Bénédiction 'Urbi et orbi' du pape François
Le « cri de douleur » de l’Ukraine, sous le feu d’une offensive russe meurtrière depuis près de deux mois, a tenu une place particulière dans le message Urbi et Orbi du pape François en ce dimanche de la Résurrection, le 17 avril 2022.
Quelques minutes après avoir célébré la messe, le pape est intervenu depuis la loggia de la basilique Saint-Pierre devant une foule très nombreuse et inédite depuis plusieurs années, les autorités italiennes ayant recensé 100’000 personnes réparties entre la place Saint-Pierre et la Via della Conciliazione. Le pontife a invité une nouvelle fois à ne pas oublier d’autres conflits moins médiatisés, notamment au Yémen et en Birmanie.
«Nous avons vu trop de sang»
Tout comme pour les disciples lors de cet évènement inouï que fut la Résurrection du Christ, «nos regards sont aussi incrédules, en cette Pâques de guerre», a reconnu le pape François. «Nous avons vu trop de sang, trop de violence. Nos cœurs se sont remplis aussi de peur et d’angoisse, tandis qu’un grand nombre de nos frères et sœurs ont dû s’enfermer pour se défendre contre les bombes», s’est-il attristé.
« Face aux signes persistants de la guerre, comme aux nombreuses et douloureuses défaites de la vie, le Christ, vainqueur du péché, de la peur et de la mort, exhorte à ne pas s’abandonner au mal et à la violence », a insisté le pape. « Laissons-nous vaincre par la paix du Christ ! La paix est possible, la paix est un devoir, la paix est la responsabilité première de tous!», a martelé le chef de l’Église catholique.
Dénonçant « l’esprit de Caïn, qui regarde Abel non pas comme un frère, mais comme un rival, et pense à la façon de l’éliminer », le pape a répété que « nous avons besoin du Crucifié Ressuscité pour croire en la victoire de l’amour, pour espérer en la réconciliation ».
La paix pour l’Ukraine
En présence notamment sur la place Saint-Pierre du maire de Melitopol Ivan Fedorov, qui avait été enlevé et torturé par les troupes russes en mars dernier et qui avait participé la veille à la Vigile pascale en la basilique Saint-Pierre, le pape a appelé à « la paix pour l’Ukraine martyrisée, si durement éprouvée par la violence et par la destruction de la guerre cruelle et insensée dans laquelle elle a été entraînée ». Il a exhorté à ce qu’une « nouvelle aube d’espérance se lève bientôt sur cette terrible nuit de souffrance et de mort ».

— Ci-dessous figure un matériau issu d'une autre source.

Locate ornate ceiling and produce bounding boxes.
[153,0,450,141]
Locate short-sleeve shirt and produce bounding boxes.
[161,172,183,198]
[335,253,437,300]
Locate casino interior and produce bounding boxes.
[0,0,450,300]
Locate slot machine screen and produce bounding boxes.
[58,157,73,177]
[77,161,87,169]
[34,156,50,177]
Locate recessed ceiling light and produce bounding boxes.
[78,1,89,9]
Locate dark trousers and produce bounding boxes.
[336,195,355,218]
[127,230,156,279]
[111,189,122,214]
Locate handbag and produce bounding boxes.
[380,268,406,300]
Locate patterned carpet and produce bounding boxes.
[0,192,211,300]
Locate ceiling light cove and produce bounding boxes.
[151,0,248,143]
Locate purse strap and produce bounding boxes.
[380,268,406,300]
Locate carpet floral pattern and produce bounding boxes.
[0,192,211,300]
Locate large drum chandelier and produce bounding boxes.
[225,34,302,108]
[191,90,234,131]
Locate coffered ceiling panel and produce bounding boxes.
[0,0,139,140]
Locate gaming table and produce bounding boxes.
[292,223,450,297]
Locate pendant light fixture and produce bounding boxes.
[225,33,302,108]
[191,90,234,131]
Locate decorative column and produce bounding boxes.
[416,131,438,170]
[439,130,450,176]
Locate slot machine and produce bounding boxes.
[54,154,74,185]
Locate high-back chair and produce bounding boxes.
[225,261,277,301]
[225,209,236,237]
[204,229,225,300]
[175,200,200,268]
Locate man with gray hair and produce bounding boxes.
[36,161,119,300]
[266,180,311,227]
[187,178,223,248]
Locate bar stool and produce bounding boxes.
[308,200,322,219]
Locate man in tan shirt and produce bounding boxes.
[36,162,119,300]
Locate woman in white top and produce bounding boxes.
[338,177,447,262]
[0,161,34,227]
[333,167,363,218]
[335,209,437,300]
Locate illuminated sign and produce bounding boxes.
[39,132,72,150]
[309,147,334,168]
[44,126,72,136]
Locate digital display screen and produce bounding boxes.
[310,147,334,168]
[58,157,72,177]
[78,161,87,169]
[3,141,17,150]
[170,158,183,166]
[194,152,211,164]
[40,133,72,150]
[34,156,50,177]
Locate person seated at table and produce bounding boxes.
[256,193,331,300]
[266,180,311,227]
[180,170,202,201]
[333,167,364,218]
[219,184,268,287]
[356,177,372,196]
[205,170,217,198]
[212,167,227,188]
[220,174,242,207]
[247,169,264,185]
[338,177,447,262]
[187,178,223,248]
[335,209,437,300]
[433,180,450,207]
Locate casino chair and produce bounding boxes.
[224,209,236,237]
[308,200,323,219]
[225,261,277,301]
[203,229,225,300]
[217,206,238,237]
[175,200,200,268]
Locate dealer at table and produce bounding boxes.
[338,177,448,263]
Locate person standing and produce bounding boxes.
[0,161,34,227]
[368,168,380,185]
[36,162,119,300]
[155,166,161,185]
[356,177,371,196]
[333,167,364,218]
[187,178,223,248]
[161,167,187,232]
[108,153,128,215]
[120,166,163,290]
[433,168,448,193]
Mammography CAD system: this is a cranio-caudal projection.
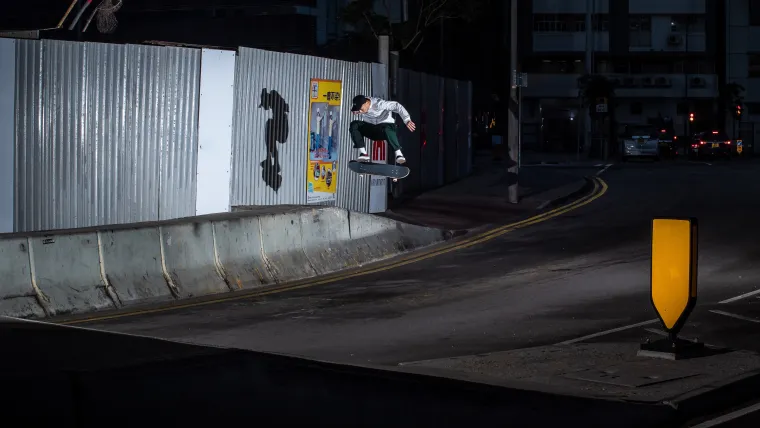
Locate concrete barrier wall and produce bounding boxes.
[0,206,447,318]
[0,238,45,318]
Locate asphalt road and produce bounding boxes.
[80,157,760,364]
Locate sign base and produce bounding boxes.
[636,336,707,360]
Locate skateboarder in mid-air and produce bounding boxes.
[350,95,416,164]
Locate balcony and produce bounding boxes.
[628,0,708,15]
[533,32,610,52]
[523,74,718,98]
[607,74,718,98]
[533,0,615,14]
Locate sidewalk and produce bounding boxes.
[385,152,592,230]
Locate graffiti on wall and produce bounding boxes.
[259,88,290,192]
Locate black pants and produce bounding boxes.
[350,120,401,150]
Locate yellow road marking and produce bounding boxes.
[58,177,608,325]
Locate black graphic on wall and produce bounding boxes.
[259,88,290,192]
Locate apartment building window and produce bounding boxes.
[533,13,586,33]
[628,15,652,47]
[747,53,760,77]
[670,15,705,33]
[747,0,760,27]
[745,103,760,116]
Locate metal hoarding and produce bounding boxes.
[14,40,200,231]
[369,63,388,213]
[305,78,345,204]
[396,69,428,193]
[420,74,443,190]
[457,81,472,177]
[441,78,461,183]
[231,48,371,212]
[338,62,372,212]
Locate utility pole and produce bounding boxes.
[583,0,594,155]
[504,0,520,204]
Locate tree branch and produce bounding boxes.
[362,12,380,39]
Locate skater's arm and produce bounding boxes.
[377,100,412,123]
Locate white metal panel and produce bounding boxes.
[195,49,236,215]
[0,39,16,233]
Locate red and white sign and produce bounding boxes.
[371,141,388,163]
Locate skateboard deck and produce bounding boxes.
[348,160,410,180]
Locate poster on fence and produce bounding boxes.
[306,79,342,204]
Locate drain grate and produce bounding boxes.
[563,366,702,388]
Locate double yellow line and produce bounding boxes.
[59,177,608,325]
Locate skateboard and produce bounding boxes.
[348,160,410,181]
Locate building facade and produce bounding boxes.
[517,0,724,151]
[725,0,760,146]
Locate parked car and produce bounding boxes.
[622,125,660,161]
[657,128,679,158]
[689,130,733,159]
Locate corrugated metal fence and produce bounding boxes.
[231,48,372,211]
[14,40,200,231]
[0,40,471,231]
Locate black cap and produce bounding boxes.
[351,95,367,111]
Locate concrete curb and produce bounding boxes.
[0,206,455,318]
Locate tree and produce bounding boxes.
[341,0,487,53]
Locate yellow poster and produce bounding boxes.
[306,79,342,204]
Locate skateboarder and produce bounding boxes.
[350,95,416,164]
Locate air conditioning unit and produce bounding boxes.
[689,77,707,88]
[668,34,683,46]
[654,76,672,88]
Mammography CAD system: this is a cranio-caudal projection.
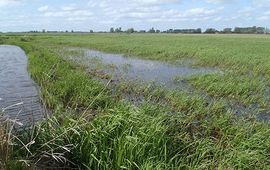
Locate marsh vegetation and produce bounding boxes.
[0,34,270,169]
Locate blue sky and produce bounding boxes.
[0,0,270,32]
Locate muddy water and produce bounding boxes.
[73,49,217,87]
[0,45,44,124]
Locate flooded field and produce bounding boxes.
[65,48,220,88]
[0,45,44,123]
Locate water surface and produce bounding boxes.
[0,45,44,124]
[69,49,218,87]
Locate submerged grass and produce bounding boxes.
[0,35,270,169]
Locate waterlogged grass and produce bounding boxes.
[0,34,270,169]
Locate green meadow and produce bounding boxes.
[0,33,270,170]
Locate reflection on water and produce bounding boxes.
[0,45,44,123]
[73,49,218,87]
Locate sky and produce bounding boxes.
[0,0,270,32]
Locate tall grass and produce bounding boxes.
[1,36,270,169]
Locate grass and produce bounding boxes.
[1,34,270,169]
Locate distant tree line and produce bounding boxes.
[25,26,270,34]
[107,26,270,34]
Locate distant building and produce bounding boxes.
[234,26,265,34]
[167,28,202,34]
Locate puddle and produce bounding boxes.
[66,48,220,88]
[0,45,44,124]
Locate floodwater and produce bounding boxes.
[69,49,218,87]
[0,45,44,124]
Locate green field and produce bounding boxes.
[0,34,270,169]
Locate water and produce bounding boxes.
[69,49,217,87]
[0,45,44,124]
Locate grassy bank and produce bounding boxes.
[0,35,270,169]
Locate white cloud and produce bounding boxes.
[38,5,49,12]
[38,4,93,21]
[0,0,23,7]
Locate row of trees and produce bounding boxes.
[110,26,270,34]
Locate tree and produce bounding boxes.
[148,27,156,33]
[127,28,135,34]
[193,28,202,34]
[223,28,232,33]
[204,28,217,34]
[110,27,114,33]
[114,27,122,32]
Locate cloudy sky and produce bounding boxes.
[0,0,270,32]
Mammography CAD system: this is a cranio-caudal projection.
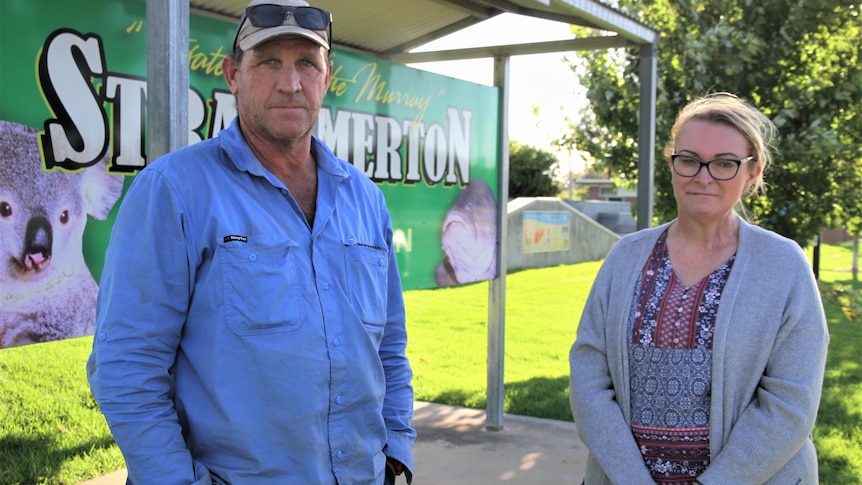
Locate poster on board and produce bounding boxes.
[0,0,499,348]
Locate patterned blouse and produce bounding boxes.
[629,231,734,485]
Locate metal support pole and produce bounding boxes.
[485,56,510,431]
[637,44,657,229]
[146,0,189,161]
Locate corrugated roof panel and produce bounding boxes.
[189,0,658,56]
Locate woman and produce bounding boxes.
[570,93,829,485]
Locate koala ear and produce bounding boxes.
[81,157,125,220]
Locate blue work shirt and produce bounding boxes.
[87,119,416,485]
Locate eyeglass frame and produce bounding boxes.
[670,153,756,181]
[233,3,332,51]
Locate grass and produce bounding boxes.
[0,244,862,485]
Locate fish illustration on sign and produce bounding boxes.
[434,179,497,286]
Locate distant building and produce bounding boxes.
[566,178,638,235]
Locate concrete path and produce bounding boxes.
[80,402,587,485]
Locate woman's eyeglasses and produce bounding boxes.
[670,153,754,180]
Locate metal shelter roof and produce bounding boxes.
[189,0,658,58]
[145,0,659,429]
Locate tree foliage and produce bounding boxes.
[558,0,862,245]
[509,141,560,199]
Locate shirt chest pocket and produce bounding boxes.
[219,239,305,336]
[344,244,389,326]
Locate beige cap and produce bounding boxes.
[234,0,329,51]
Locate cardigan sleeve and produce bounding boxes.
[700,229,829,484]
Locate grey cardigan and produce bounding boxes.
[569,219,829,485]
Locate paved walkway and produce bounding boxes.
[80,402,587,485]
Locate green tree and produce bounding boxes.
[509,141,560,199]
[558,0,862,245]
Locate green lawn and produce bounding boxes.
[0,245,862,485]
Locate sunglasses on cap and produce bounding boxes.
[233,4,332,50]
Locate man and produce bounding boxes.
[87,0,416,485]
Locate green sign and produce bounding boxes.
[0,0,499,347]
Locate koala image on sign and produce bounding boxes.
[0,120,123,348]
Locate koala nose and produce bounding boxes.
[22,216,54,271]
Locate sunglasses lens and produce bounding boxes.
[293,7,329,30]
[248,5,284,27]
[248,5,329,30]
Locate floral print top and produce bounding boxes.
[629,231,734,485]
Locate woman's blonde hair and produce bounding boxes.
[665,93,778,194]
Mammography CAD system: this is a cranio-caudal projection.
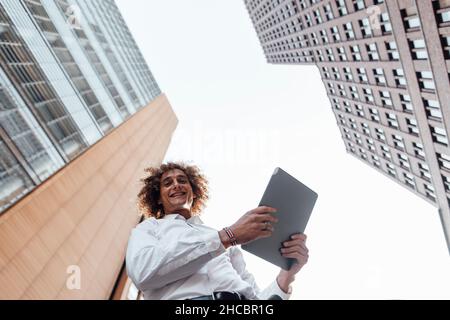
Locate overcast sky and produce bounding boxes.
[116,0,450,299]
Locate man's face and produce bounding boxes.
[160,169,194,214]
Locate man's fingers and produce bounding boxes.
[261,230,273,238]
[255,214,278,223]
[283,240,308,250]
[290,233,308,241]
[283,253,309,264]
[250,206,277,214]
[280,246,309,256]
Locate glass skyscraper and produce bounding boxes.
[0,0,161,213]
[0,0,178,300]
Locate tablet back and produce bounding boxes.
[242,168,318,270]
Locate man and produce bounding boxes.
[126,163,308,300]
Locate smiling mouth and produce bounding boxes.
[170,192,186,198]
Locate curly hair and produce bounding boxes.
[138,162,209,219]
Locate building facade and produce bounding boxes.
[0,0,178,299]
[245,0,450,249]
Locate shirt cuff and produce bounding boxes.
[267,280,292,300]
[198,230,227,258]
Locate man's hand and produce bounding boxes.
[277,234,309,293]
[219,207,278,248]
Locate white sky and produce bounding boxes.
[116,0,450,299]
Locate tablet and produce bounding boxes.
[242,168,318,270]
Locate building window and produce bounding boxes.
[412,142,425,160]
[314,10,322,24]
[323,4,334,20]
[320,30,328,44]
[337,47,347,61]
[417,71,436,91]
[380,12,392,34]
[336,0,348,17]
[356,68,369,83]
[393,69,406,88]
[344,22,355,40]
[380,145,392,161]
[401,7,420,32]
[326,49,335,61]
[442,176,450,192]
[392,134,405,151]
[399,94,413,113]
[380,91,393,109]
[386,41,400,61]
[435,1,450,27]
[386,163,397,178]
[353,0,366,11]
[330,26,341,42]
[419,162,431,182]
[350,45,361,61]
[403,173,416,189]
[423,184,436,201]
[442,35,450,60]
[369,108,380,123]
[386,113,398,129]
[363,88,374,103]
[375,128,386,142]
[406,118,419,136]
[423,99,442,121]
[372,68,386,86]
[356,121,370,136]
[349,86,359,100]
[437,153,450,171]
[344,67,353,81]
[359,18,372,38]
[355,104,364,117]
[409,39,428,60]
[398,154,411,170]
[366,43,380,61]
[430,126,448,146]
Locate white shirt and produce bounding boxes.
[126,214,290,300]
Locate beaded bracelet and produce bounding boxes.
[223,228,238,247]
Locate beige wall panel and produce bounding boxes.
[0,95,178,299]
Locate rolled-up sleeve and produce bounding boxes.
[126,221,225,290]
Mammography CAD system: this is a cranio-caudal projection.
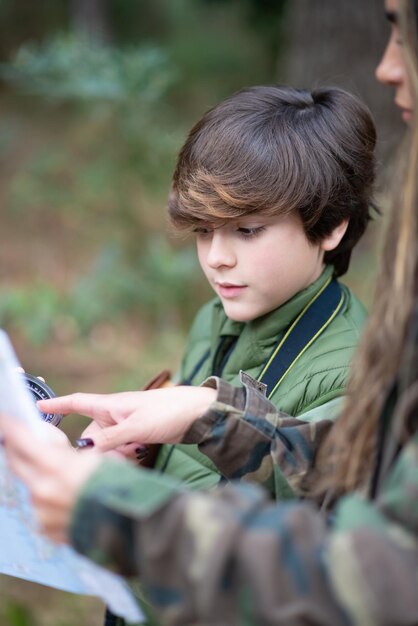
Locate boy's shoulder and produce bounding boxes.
[272,285,367,415]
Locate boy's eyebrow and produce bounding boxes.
[385,11,398,24]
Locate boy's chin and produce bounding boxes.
[222,303,273,323]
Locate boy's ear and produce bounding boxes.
[321,220,349,252]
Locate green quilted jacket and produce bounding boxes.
[155,266,366,488]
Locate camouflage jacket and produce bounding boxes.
[71,372,418,626]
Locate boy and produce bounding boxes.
[155,86,376,488]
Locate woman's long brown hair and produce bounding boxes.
[315,0,418,493]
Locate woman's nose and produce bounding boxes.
[207,231,236,268]
[375,39,404,87]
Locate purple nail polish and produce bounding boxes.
[135,446,149,461]
[75,437,94,448]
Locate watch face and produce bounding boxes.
[23,373,63,426]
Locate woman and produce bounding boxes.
[0,0,418,625]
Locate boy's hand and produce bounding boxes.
[38,386,216,456]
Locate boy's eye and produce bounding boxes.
[193,226,213,235]
[237,226,266,239]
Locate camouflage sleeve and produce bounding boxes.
[183,376,333,500]
[72,437,418,626]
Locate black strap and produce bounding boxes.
[257,278,344,398]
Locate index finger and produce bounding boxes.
[37,393,109,419]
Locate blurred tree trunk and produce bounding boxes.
[284,0,402,156]
[70,0,112,43]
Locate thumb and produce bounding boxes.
[84,420,138,452]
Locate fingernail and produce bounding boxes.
[75,437,94,448]
[135,446,149,461]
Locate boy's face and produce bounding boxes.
[196,214,330,322]
[376,0,413,122]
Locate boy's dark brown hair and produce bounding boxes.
[168,86,376,276]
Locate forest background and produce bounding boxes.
[0,0,401,626]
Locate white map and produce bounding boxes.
[0,330,144,623]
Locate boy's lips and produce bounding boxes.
[216,282,247,298]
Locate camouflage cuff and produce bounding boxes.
[182,373,277,444]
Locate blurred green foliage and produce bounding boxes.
[0,0,285,343]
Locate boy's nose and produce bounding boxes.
[207,231,236,268]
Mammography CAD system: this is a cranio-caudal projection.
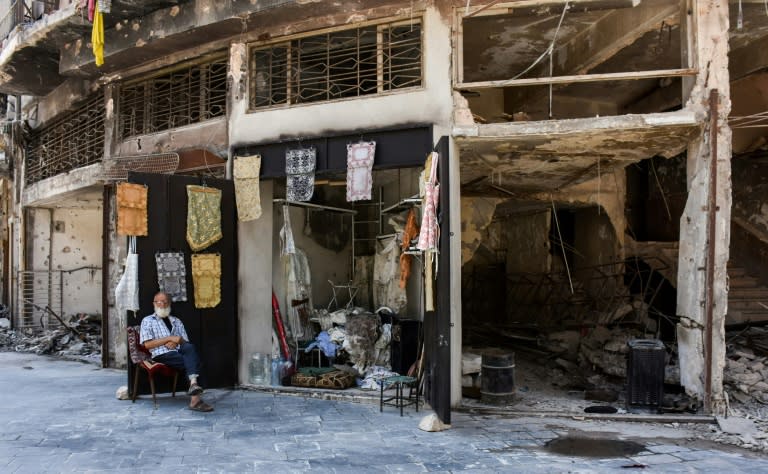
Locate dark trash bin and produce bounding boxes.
[627,339,666,410]
[480,352,515,405]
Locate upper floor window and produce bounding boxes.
[25,92,104,184]
[249,20,422,109]
[119,55,227,138]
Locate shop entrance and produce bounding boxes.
[128,173,238,394]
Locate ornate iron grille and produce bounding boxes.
[25,94,104,184]
[119,57,227,138]
[250,20,422,108]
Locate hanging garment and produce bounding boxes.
[187,184,222,252]
[347,142,376,202]
[400,208,419,288]
[155,252,187,302]
[282,248,314,340]
[116,183,148,236]
[91,4,104,66]
[416,152,440,251]
[192,253,221,308]
[373,236,408,313]
[232,155,261,222]
[115,237,139,313]
[285,148,316,201]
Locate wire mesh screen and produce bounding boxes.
[118,56,227,138]
[250,20,422,108]
[25,94,104,184]
[103,153,179,181]
[16,271,64,328]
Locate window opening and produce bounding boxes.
[25,94,104,184]
[119,56,227,138]
[250,21,422,108]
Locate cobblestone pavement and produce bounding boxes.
[0,352,768,473]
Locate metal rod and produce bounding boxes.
[704,89,720,414]
[272,199,357,215]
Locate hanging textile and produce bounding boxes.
[116,183,148,236]
[347,142,376,202]
[285,148,316,201]
[416,152,440,311]
[192,253,221,308]
[155,252,187,302]
[98,0,112,13]
[115,237,139,314]
[373,236,408,313]
[282,248,314,340]
[232,155,261,222]
[91,4,104,66]
[416,152,440,251]
[280,206,296,255]
[400,208,419,288]
[187,184,222,252]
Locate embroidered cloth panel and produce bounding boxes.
[155,252,187,302]
[187,185,222,252]
[347,142,376,202]
[232,155,261,222]
[117,183,148,236]
[285,148,316,201]
[192,253,221,308]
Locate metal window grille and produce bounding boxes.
[249,20,422,108]
[119,56,227,138]
[16,271,64,328]
[25,94,104,184]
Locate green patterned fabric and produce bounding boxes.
[187,185,222,252]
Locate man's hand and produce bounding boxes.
[163,336,183,350]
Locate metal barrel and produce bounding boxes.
[480,352,515,405]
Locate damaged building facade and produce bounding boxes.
[0,0,768,421]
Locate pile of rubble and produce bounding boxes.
[723,327,768,404]
[0,314,101,360]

« Que l’on arrête de montrer les muscles pendant que les gens souffrent », a-t-il supplié, en demandant « que ceux qui ont la responsabilité des Nations entendent le cri de paix des gens ». Le pape a cité ces question tirée du manifeste promu en 1955 par le physicien Albert Einstein et le philosophe Bertrand Russell : « Allons-nous mettre fin à l’humanité, ou l’humanité saura-t-elle renoncer à la guerre ? »
Solidarité avec les réfugiés
« Je porte dans mon cœur toutes les nombreuses victimes ukrainiennes, les millions de réfugiés et de déplacés internes, les familles divisées, les personnes âgées restées seules, les vies brisées et les villes rasées », a assuré l’évêque de Rome, expliquant avoir « dans les yeux le regard des enfants devenus orphelins et fuyant la guerre ». Il a relié leur «cri de douleur» avec la détresse des enfants «ceux qui meurent de faim ou par manque de soins, ceux qui sont victimes d’abus et de violences et ceux qui ont été privés du droit de naître».
Faisant allusion à l’accueil de millions d’Ukrainiens dans les foyers européens, notamment en Pologne, le pape a salué « les portes ouvertes de nombreuses familles et communautés qui accueillent des migrants et des réfugiés dans toute l’Europe ». « Que ces nombreux actes de charité deviennent une bénédiction pour nos sociétés, parfois dégradées par tant d’égoïsme et d’individualisme, et qu’ils contribuent à les rendre accueillantes pour tous », a-t-il demandé.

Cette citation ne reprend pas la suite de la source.